Es ist auch nicht zu beanstanden, dass die Justizvollzugsanstalt unter Beachtung der Erreichung des Vollzugsziels der Resozialisierung des Betroffenen davon ausgegangen ist, eine dringende Notwendigkeit für eine Ausführung sei nicht gegeben. Zur Aufrechterhaltung des sozialen Kontaktes zur Familie ist eine Ausführung nicht erforderlich, da durch Besuch der Kontakt zur Familie aufrechterhalten werden kann. Insbesondere bei zusätzlichen Langzeitbesuchen ist ein ungestörtes Zusammensein mit der Familie ermöglicht. Einen konkreten Anlass für einen Besuch im Elternhaus, wie z.B. eine Familienfeier oder Ähnliches, hat der Antragsteller nicht dargelegt. Andere Gründe, die eine Ausführung dringlich erscheinen lassen, sind nicht erkennbar.

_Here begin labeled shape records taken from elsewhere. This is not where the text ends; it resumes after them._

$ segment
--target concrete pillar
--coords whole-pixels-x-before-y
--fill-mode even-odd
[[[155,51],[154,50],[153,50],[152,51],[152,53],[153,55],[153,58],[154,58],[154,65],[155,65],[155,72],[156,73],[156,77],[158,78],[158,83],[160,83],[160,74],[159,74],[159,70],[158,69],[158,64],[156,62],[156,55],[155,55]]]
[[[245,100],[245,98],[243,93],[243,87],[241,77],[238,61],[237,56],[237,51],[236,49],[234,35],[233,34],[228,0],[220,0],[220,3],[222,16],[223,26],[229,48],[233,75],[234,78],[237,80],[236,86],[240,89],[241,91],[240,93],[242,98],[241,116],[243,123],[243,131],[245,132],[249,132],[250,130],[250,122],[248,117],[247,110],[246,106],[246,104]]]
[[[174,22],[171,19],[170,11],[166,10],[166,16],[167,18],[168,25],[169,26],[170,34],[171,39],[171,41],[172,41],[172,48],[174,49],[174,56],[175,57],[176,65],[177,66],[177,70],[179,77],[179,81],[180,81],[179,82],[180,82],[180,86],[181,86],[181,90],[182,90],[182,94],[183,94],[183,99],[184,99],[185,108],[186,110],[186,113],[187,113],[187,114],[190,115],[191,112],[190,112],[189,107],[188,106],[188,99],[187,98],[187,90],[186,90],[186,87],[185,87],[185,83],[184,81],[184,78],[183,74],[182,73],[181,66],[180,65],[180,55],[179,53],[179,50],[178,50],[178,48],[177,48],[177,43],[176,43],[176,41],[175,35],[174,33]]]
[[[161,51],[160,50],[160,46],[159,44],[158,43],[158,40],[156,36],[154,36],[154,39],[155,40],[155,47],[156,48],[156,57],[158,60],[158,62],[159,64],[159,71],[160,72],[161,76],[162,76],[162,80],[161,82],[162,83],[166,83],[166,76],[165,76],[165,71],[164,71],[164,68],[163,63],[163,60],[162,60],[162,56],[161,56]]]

Soweit die Strafvollstreckungskammer darauf hinweist, dass allein aus dem Umstand, dass eine Ausweisungsverfügung gegen den Antragsteller bestehe, nicht auf Fluchtgefahr geschlossen werden könne, ist dies zwar zutreffend, jedoch für die Entscheidung ohne Bedeutung. Denn es geht vorliegend nicht darum, ob bei dem Antragsteller Flucht- oder Missbrauchsgefahr besteht, sondern ob im Hinblick auf das Vollzugsziel der Resozialisierung angesichts der organisatorischen und vollzuglichen Belange dem Antragsteller eine Ausführung zu gewähren ist. Dies ist, wie bereits ausgeführt, vom Leiter der Justizvollzugsanstalt Geldern hier ermessensfehlerfrei abgelehnt worden.

Deswegen war die Entscheidung der Strafvollstreckungskammer aufzuheben. Da die Sache entscheidungsreif ist, konnte der Senat gemäß § 119 Abs. 4 StVollzG selbst entscheiden und den Antrag auf gerichtliche Entscheidung zurückweisen.

Die Kostenentscheidung folgt aus § 121 Abs. 2 StVollzG.